Mensch will now learn about the junonias’ life history, including feeding patterns, substrate and lighting preferences, behavior, growth and perhaps even mating. The goal is to better understand how the animals live.
As her research at the museum continues behind the scenes, the museum will share Mensch’s photos and videos via the website at “https://www.shellmuseum.org/junonia”>www.shellmuseum.org/junonia.
The four-day research cruise was funded to museum Board Member Dr.
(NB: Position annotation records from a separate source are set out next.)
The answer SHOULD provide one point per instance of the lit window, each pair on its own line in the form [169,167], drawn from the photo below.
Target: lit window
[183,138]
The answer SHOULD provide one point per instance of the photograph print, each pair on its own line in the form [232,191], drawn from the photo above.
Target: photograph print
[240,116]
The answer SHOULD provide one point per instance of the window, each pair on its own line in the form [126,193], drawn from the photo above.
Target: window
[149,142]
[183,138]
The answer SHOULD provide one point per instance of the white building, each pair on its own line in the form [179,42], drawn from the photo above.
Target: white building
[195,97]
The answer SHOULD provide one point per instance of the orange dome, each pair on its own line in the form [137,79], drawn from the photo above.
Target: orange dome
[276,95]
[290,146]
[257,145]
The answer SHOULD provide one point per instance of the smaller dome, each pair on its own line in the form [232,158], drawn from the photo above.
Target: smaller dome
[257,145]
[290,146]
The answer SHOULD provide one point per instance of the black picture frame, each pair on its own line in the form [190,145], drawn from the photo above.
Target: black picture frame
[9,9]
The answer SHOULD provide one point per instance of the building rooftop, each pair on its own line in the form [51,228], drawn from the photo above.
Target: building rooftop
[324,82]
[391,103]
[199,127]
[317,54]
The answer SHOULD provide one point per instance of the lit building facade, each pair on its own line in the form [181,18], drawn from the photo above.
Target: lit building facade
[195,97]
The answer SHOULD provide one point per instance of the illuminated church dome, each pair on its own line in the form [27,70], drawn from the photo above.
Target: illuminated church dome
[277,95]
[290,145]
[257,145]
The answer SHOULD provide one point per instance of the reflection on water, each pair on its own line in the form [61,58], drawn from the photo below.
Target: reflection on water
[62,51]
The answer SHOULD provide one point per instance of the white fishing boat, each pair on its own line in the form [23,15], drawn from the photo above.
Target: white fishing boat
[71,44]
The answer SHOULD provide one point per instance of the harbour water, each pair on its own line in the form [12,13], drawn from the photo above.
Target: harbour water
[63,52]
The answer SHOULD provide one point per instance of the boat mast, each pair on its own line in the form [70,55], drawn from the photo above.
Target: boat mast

Gregory Hebert by the USF-based Florida Institute of Oceanography and USF’s School of Geosciences. Herbert’s ongoing research cruises are the first comprehensive expeditions to map the molluscan communities of the entire west Florida shelf so that the scientific community and policy makers are better informed about the state’s conservation needs and priorities.
The live junonias will not be on display for public viewing at the museum. They are on loan from Herbert and will be returned to him upon the completion of the museum’s research.
The Bailey-Matthews National Shell Museum is at 3075 Sanibel Captiva Road, Sanibel.
It is open daily from 10 a.m. to 5 p.m.